In my time in Austin, I’ve not seen an abundance of Italian options. In some special cases, they’re varied and diverse. Unfortunately, most of the time they’re somewhat basic and run-of the mill, so I jumped at a recent chance to dine at Juniper. Juniper specializes in Northern Italian cuisine, something somewhat specific, and turned out to be just as delicious as I’d anticipated.
The space itself was very organic, from the somewhat minimal dining space to the bar area that was a little more busy and varied. This juxtaposition made a lot of sense, considering the bar also exposed the kitchen. The transition from this area to the primary dining area seemed really fluid.
I glanced briefly at the cocktail menu and briefly sampled the Victrola, a Bourbon-based cocktail with a thistle Amaro blend and aromatic bitters. It was kind of an Italian version of an old fashioned, very balanced and tasty, especially for a bourbon drink.
I gazed with excitement at the menu of entrees like thin pasta with blue crab, oxtail pappardelle, and mushroom gnocchi. I knew immediately this would be dining experience that I would not soon forget. I soon learned that all of the bread, pasta, and ricotta was made onsite at the restaurant, and all of the herbs used were locally grown — some even right outside the restaurant. After hearing this I knew I was in for something special. As much as I wanted to dive into some of the entrees, the starters and small plates also looked intriguing, so I focused on those to start.
While pumping the brakes on my entree excitement, I decided on a few different Ciccheti’s, the designation given to the small plates at Juniper. Puffy potatoes, meatballs, and yellowfin crudo would all make the cut.
The potatoes were very light and delicious fried bites that were accompanied by a really tasty Dijon sauce. The bites themselves were so light and fluffy they practically melted in your mouth. The Dijon was very flavorful without being over the top, and created a fantastic flavor profile.
I also had to try the meatballs, which were simple, but good-another dish that highlighted Juniper’s ability to stick to the basics, but pull off really outstanding flavors.
Next up was quite possibly my favorite dish of the evening, the yellowfin crudo. A delicious mash up of confit potato, yellowfin tuna, arborio grains, and fennel, this dish was the highlight of the small plates. The tuna was tender, just the right amount of salty, and perfectly accompanied the flavors presented by the other key ingredients in the dish, especially the confit potatoes. An interesting ingredient included in this dish was caper berries, which almost tasted like a more subtle green pepper. This was one of the more complex dishes on the menu and something you’ll definitely want to try.
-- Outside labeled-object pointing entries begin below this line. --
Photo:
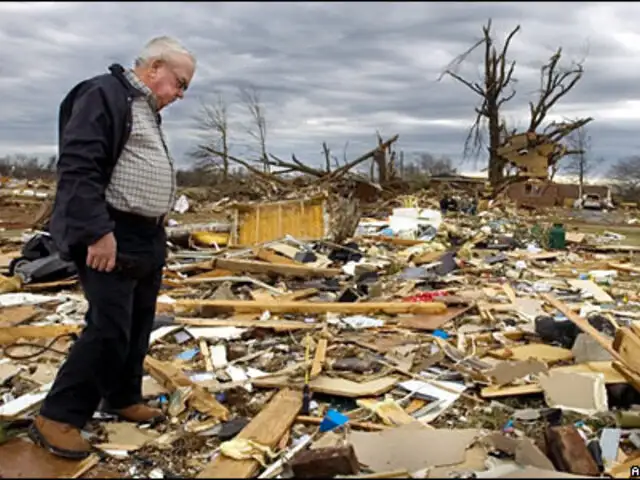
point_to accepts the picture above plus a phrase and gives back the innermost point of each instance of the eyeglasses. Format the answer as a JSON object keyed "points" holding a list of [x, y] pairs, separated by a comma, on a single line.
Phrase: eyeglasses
{"points": [[180, 83]]}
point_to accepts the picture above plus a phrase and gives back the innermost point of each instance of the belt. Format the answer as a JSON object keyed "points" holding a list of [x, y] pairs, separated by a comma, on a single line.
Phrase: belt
{"points": [[134, 217]]}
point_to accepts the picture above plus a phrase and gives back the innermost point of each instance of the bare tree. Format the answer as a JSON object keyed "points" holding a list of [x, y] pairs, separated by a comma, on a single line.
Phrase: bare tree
{"points": [[555, 83], [580, 163], [626, 177], [214, 123], [258, 130], [425, 163], [495, 91]]}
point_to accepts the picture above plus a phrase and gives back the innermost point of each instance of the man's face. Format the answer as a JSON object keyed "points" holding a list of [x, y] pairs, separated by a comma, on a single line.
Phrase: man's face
{"points": [[169, 79]]}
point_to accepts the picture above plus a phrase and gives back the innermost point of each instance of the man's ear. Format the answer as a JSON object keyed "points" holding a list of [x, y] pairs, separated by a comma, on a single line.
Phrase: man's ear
{"points": [[155, 65]]}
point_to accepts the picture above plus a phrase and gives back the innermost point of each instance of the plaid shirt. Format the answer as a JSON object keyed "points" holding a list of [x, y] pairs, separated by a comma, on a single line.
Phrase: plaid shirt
{"points": [[143, 181]]}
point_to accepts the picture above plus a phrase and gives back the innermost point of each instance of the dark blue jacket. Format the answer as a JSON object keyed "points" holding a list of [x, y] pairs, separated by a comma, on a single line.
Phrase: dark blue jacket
{"points": [[94, 125]]}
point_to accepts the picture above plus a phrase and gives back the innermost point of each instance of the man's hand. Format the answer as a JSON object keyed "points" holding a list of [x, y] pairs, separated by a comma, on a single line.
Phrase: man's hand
{"points": [[101, 256]]}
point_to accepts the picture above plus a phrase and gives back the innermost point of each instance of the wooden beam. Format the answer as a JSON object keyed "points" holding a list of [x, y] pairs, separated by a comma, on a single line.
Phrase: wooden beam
{"points": [[266, 428], [319, 358], [281, 325], [568, 452], [251, 266], [584, 325], [171, 377], [248, 306], [272, 257], [11, 334]]}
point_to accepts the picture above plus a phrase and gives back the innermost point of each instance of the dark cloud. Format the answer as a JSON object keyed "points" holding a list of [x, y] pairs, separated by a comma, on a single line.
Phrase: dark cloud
{"points": [[334, 72]]}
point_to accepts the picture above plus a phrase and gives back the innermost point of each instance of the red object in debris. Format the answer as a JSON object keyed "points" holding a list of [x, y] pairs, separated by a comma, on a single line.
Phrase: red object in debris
{"points": [[425, 296]]}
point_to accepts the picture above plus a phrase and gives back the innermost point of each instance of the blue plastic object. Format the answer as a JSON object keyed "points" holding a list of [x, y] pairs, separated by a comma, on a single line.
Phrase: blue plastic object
{"points": [[333, 419]]}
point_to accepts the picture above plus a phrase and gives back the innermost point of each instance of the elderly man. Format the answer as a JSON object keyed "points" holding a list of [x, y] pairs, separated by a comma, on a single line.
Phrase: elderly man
{"points": [[116, 183]]}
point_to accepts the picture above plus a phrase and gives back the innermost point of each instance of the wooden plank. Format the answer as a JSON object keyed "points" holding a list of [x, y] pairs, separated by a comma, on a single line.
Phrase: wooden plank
{"points": [[171, 377], [319, 358], [247, 306], [250, 266], [631, 377], [206, 354], [272, 257], [281, 325], [9, 335], [13, 316], [266, 428], [332, 386], [611, 376], [627, 344], [545, 353], [590, 288], [568, 452], [388, 411]]}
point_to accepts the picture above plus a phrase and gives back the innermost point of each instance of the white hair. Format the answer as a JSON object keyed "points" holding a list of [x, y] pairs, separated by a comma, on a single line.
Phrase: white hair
{"points": [[162, 48]]}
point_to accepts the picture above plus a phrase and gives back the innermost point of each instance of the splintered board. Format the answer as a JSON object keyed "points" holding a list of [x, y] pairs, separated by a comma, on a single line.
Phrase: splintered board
{"points": [[302, 219]]}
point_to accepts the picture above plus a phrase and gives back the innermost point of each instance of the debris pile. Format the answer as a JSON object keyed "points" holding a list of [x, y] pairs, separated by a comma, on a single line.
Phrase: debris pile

The main courses were soon to follow. The thin pasta was bright, and the blue crab gave this dish a little bit of girth, but not too much. It was still very light and toned down. Paired with chive and celery, this dish was very well balanced, and you could taste the work and craftsmanship that went into executing this dish.
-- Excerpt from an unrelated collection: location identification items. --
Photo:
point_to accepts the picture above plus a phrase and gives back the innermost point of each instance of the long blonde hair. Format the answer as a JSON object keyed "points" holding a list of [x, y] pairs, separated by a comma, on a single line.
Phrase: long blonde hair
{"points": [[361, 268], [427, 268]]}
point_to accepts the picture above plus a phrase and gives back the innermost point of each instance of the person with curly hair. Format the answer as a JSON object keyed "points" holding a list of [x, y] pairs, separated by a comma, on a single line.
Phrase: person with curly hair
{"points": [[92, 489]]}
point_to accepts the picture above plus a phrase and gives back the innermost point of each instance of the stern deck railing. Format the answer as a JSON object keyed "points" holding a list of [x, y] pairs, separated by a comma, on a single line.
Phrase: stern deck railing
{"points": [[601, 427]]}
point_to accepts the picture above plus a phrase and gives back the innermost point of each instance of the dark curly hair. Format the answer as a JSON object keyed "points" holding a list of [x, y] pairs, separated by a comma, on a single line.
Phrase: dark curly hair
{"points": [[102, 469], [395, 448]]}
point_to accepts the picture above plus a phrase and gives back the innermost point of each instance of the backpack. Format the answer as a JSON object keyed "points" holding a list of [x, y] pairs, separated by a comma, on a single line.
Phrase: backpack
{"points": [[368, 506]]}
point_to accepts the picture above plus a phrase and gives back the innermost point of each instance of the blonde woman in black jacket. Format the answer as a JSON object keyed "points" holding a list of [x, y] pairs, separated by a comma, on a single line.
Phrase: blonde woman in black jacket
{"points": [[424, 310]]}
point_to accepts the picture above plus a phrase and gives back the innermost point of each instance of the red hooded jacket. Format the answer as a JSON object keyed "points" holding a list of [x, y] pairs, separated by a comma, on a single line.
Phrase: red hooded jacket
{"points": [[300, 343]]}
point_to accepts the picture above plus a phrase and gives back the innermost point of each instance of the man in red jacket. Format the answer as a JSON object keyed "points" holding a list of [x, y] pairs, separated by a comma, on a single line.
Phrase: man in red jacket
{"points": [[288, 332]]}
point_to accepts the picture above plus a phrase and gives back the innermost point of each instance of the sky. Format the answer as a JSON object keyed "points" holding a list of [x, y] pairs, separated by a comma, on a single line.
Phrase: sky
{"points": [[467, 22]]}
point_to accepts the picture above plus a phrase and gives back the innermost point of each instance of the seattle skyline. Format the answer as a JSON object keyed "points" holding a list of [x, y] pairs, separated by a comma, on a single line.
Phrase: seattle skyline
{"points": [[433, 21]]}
The pappardelle was probably the heaviest dish, withthick noodles, delicious red sauce, oxtail, horseradish, and house-made ricotta. The weighted flavor components of this dish gave it a nice little kick; I felt this dish was essential to the Juniper experience. I hadn’t really had much experience with oxtail, as it’s usually in Caribbean and South American cuisine, but it worked very well within the confines of this dish. It was crafted quite boldly, but the audacity paid off in spades.
The ricotta gnocchi was also very hearty, but very good. The mushrooms in this dish really accentuated the potato pasta. I don’t believe I’ve ever had mushrooms in an Italian dish cooked quite like these. Don’t miss this one, it’s absolutely wonderful.
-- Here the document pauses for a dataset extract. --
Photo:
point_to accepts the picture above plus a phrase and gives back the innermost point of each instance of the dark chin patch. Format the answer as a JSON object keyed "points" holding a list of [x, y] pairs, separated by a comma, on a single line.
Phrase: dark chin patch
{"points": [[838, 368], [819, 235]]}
The butternut risotto was also a bit more hearty than I expected, but very good. Butternut squash and fontina were the key components, creating another really tasty dish. One of the main aspects I liked about Juniper was that they took dishes with very simple ingredients and built them up in a way that made them more dynamic than the sum of the ingredients on their own should have been.
The really cool thing about Juniper is that it caters to many different dining personalities, and that’s not easy to do with a modern Italian format. At times it can be rich and dynamic, other times, simple and light. Either way, you’re going to have an incredible experience and a fantastic meal, should you choose to dine there.